Re: git: 151abc80cde7 - main - if_vlan: avoid hash table thrashing when adding and removing entries

From: Kristof Provost <kp_at_FreeBSD.org>
Date: Tue, 26 Jul 2022 09:03:47 UTC
On 25 Jul 2022, at 18:20, John Baldwin wrote:
> On 7/22/22 4:19 PM, Kristof Provost wrote:
>> The branch main has been updated by kp:
>>
>> URL: 
>> https://cgit.FreeBSD.org/src/commit/?id=151abc80cde778bc18b91c334d07fbd52bbb38fb
>>
>> commit 151abc80cde778bc18b91c334d07fbd52bbb38fb
>> Author:     Kristof Provost <kp@FreeBSD.org>
>> AuthorDate: 2022-07-22 17:17:04 +0000
>> Commit:     Kristof Provost <kp@FreeBSD.org>
>> CommitDate: 2022-07-22 17:18:41 +0000
>>
>>      if_vlan: avoid hash table thrashing when adding and removing 
>> entries
>>          vlan_remhash() uses incorrect value for b.

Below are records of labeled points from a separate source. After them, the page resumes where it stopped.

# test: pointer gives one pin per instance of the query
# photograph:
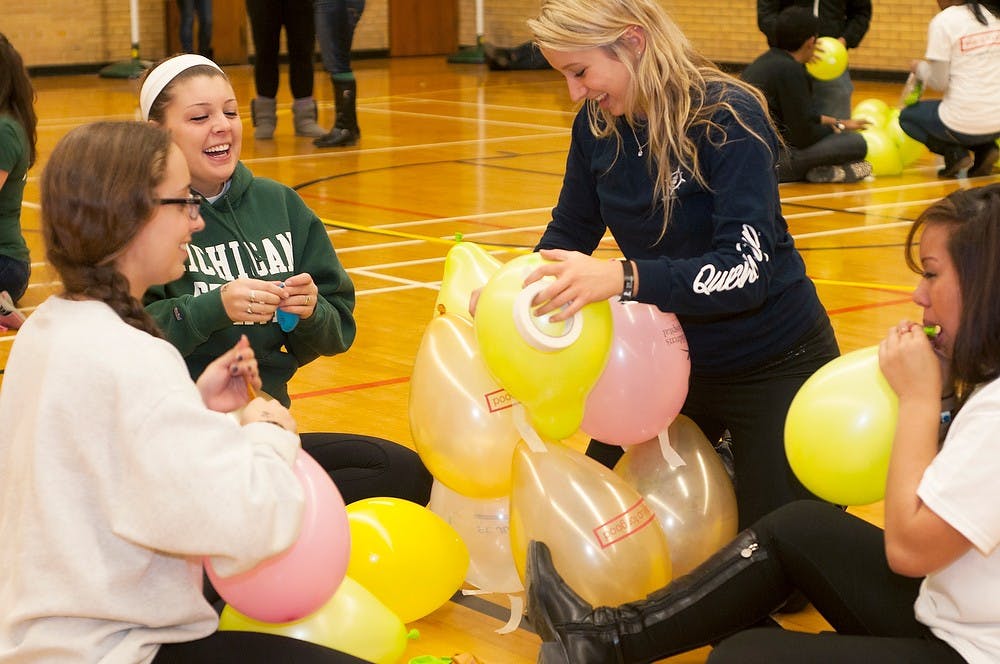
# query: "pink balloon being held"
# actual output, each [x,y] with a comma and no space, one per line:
[296,582]
[645,380]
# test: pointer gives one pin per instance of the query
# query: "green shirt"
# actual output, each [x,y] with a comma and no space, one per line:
[14,154]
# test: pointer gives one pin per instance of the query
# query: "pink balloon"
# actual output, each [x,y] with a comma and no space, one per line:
[296,582]
[645,381]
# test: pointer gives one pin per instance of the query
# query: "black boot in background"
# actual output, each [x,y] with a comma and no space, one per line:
[738,586]
[345,130]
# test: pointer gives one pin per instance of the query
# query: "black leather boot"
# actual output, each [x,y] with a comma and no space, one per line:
[345,129]
[956,158]
[738,586]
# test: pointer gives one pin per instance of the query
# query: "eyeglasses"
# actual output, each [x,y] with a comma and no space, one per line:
[193,203]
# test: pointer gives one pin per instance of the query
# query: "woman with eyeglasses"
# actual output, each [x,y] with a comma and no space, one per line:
[262,256]
[118,473]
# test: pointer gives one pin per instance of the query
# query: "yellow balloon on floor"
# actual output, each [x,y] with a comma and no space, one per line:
[467,266]
[839,430]
[548,367]
[876,111]
[405,555]
[605,539]
[830,60]
[883,154]
[352,621]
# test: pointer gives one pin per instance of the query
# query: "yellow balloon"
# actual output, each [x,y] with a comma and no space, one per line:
[691,493]
[460,417]
[405,555]
[883,153]
[548,367]
[605,539]
[467,266]
[352,621]
[839,430]
[830,60]
[874,110]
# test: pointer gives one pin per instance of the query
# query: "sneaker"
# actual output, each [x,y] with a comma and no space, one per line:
[10,317]
[986,159]
[956,159]
[852,171]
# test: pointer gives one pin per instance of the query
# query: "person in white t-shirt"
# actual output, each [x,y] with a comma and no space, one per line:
[963,62]
[925,589]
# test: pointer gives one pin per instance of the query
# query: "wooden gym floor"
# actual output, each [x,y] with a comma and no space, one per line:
[451,150]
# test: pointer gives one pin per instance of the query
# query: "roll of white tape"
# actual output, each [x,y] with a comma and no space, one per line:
[538,331]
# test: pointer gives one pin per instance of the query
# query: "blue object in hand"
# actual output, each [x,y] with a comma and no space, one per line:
[286,321]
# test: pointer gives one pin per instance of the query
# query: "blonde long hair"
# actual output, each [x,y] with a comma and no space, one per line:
[669,79]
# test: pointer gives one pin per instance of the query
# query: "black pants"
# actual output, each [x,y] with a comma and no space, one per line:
[250,648]
[837,561]
[752,405]
[367,467]
[266,20]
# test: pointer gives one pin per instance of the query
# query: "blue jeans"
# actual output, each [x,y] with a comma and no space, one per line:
[335,24]
[204,10]
[922,122]
[833,98]
[793,164]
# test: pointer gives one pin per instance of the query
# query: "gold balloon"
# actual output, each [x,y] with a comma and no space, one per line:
[695,502]
[460,418]
[466,268]
[605,540]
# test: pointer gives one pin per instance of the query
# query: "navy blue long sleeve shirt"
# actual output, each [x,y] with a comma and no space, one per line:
[726,266]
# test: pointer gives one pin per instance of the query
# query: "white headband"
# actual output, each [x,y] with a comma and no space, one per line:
[165,72]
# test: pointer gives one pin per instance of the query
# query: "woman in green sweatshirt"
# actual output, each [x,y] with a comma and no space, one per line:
[262,255]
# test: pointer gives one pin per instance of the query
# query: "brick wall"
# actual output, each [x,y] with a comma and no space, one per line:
[98,31]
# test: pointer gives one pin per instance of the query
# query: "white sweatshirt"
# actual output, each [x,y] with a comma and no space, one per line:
[115,482]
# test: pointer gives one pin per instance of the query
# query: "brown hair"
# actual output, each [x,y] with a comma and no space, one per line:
[972,219]
[17,96]
[98,191]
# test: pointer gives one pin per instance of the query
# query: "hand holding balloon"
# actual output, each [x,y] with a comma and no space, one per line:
[223,382]
[579,280]
[909,364]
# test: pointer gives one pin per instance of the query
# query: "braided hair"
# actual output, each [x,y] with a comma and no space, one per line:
[98,191]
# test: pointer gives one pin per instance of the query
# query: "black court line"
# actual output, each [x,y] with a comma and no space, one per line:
[490,609]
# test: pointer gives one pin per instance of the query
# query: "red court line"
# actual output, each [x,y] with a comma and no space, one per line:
[352,388]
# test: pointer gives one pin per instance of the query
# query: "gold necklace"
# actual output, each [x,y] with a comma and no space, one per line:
[642,147]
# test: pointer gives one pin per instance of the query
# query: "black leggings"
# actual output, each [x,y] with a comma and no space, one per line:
[266,19]
[250,648]
[367,467]
[837,561]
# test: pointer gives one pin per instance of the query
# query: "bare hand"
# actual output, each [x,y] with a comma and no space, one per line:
[223,383]
[264,410]
[300,295]
[250,300]
[909,363]
[579,280]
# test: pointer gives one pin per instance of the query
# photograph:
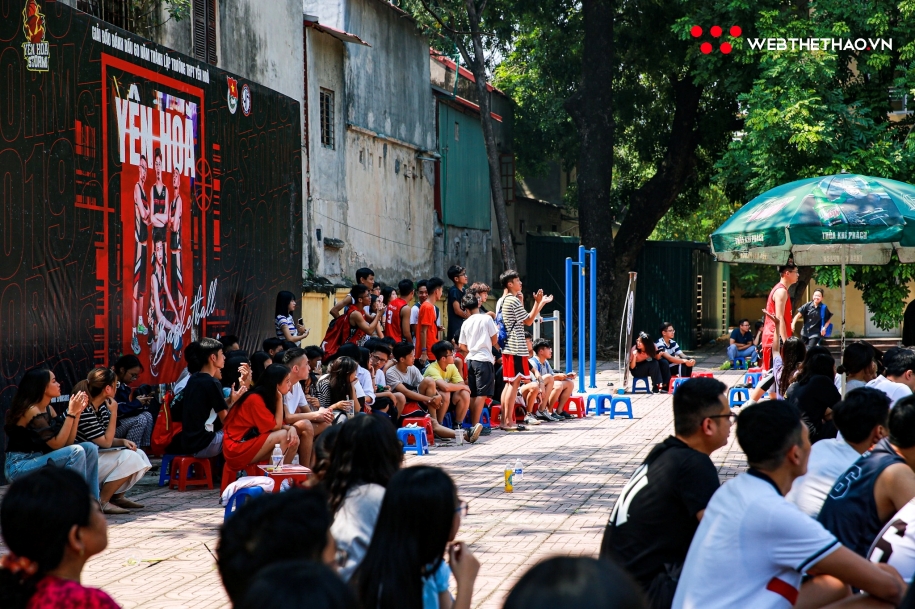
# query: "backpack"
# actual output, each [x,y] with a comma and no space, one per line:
[166,427]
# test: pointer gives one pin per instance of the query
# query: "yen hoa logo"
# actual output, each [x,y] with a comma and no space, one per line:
[233,94]
[716,32]
[35,49]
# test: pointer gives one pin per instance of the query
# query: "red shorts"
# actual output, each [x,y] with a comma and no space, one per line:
[515,366]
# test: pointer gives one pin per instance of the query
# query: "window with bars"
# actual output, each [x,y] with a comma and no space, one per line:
[205,30]
[327,118]
[507,162]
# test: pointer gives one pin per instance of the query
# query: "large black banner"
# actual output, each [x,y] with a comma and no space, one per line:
[146,198]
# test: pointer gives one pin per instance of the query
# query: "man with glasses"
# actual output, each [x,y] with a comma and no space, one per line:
[742,343]
[658,511]
[779,305]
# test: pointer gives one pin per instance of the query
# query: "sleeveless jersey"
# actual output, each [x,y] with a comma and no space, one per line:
[769,326]
[850,510]
[895,545]
[392,328]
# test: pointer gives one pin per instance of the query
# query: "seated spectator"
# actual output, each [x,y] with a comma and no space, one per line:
[202,407]
[379,356]
[229,343]
[786,365]
[899,379]
[272,346]
[763,544]
[456,313]
[659,510]
[643,361]
[557,386]
[876,486]
[575,582]
[427,323]
[286,327]
[479,336]
[671,359]
[861,419]
[38,436]
[255,425]
[397,313]
[481,291]
[741,343]
[451,386]
[858,365]
[270,529]
[404,565]
[403,377]
[120,470]
[52,525]
[260,361]
[298,583]
[135,421]
[366,454]
[815,393]
[336,390]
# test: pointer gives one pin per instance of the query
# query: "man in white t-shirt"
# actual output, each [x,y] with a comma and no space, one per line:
[899,381]
[753,548]
[479,335]
[861,419]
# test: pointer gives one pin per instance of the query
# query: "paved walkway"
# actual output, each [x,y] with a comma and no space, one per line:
[573,471]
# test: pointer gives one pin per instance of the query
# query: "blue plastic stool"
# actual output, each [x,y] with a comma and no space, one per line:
[420,444]
[618,400]
[674,383]
[635,384]
[752,378]
[165,469]
[239,497]
[737,396]
[600,405]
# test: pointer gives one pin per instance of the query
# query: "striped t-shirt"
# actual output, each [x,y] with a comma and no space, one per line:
[93,423]
[513,316]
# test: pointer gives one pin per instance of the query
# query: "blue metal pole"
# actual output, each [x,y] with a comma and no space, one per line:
[568,315]
[582,320]
[593,358]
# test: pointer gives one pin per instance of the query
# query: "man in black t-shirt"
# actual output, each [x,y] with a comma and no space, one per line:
[202,398]
[658,511]
[456,313]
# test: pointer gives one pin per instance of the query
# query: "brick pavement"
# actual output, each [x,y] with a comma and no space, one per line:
[160,557]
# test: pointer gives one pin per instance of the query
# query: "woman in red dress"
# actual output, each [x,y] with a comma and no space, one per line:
[255,424]
[52,525]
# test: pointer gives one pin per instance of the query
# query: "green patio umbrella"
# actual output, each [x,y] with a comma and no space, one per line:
[831,220]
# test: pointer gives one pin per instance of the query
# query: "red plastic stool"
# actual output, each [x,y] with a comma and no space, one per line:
[181,473]
[578,401]
[229,475]
[422,422]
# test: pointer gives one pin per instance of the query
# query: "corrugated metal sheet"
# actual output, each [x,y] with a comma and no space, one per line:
[464,170]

>>          When using the default value for VLAN_DEF_HWIDTH (4), the 
>> VLAN hash-list table
>>      expands from 16 chains to 32 chains as the 129th entry is added. 
>> trunk->hwidth
>>      becomes 5. Say a few more entries are added and there are now 
>> 135 entries.
>>      trunk-hwidth will still be 5. If an entry is removed, 
>> vlan_remhash() will
>>      calculate a value of 32 for b. refcnt will be decremented to 
>> 134. The if
>>      comparison at line 473 will return true and vlan_growhash() will 
>> be called. The
>>      VLAN hash-list table will be compressed from 32 chains wide to 
>> 16 chains wide.
>>      hwidth will become 4. This is an error, and it can be seen when 
>> a new VLAN is
>>      added. The table will again be expanded. If an entry is then 
>> removed, again
>>      the table is contracted.
>>          If the number of VLANS stays in the range of 128-512, each 
>> time an insert
>>      follows a remove, the table will expand. Each time a remove 
>> follows an
>>      insert, the table will be contracted.

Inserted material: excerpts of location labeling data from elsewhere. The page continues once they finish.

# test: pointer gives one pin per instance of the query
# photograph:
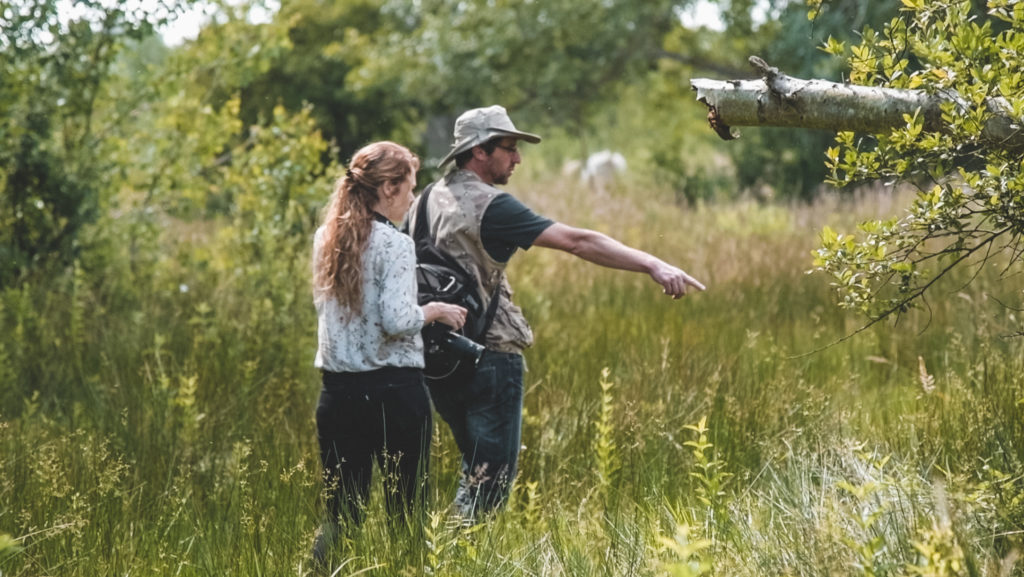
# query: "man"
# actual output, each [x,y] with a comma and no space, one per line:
[482,227]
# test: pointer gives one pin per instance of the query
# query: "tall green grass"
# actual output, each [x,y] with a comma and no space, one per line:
[160,421]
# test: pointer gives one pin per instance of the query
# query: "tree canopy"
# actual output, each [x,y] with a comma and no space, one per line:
[958,146]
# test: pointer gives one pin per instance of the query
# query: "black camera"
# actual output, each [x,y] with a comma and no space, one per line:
[462,345]
[444,351]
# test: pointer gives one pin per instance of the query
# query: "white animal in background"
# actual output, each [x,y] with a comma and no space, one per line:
[601,170]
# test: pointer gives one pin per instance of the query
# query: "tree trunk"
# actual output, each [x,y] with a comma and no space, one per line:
[777,99]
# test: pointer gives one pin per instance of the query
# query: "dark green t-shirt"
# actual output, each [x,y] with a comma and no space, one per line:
[508,224]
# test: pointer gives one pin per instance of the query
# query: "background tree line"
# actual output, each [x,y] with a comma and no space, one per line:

>>          The fix is simple. The line 473 should test that the number 
>> of entries has
>>      decreased such that the table should be contracted using what 
>> would be the new
>>      value of hwidth. line 467 should be:
>>                  b = 1 << (trunk->hwidth - 1);
>>          PR:             265382
>>      Reviewed by:    kp
>>      MFC after:      2 weeks
>>      Sponsored by:   NetApp, Inc.
>
> This does mean that there are some odd edge cases (e.g. if you remove 
> the 513th entry
> only to turn around and re-add it) that can still thrash even with 
> this fixed.  Not
> sure if those are worth worrying about though?  If they were, perhaps 
> you could
> imagine some sort of "dampener" where you have to remove some number N 
> of entries
> to actually rehash to a smaller table.  But that is probably rather 
> complex to
> implement and probably not worth it?
>
Good point, although I think I agree it’s probably not worth worrying 
too much about this.

There’s a tangentially related issue I also want to look at one of 
these days, namely that the current `trunk->refcnt > (b * b) / 2` check 
results in far too many entries in each hash row. For example, until 128 
vlan interfaces we stick with width = 4, so end up with an average of 8 
entries in each row.
That means that for every inbound packet we scan through a linked list 
of 8 entries to find the correct vlan interface. We should tweak the 
check to reduce this, as all it’ll cost is a tiny bit of memory. (Or 
we should just default VLAN_ARRAY on, paying a bit more memory for no 
linked-list scanning).

Kristof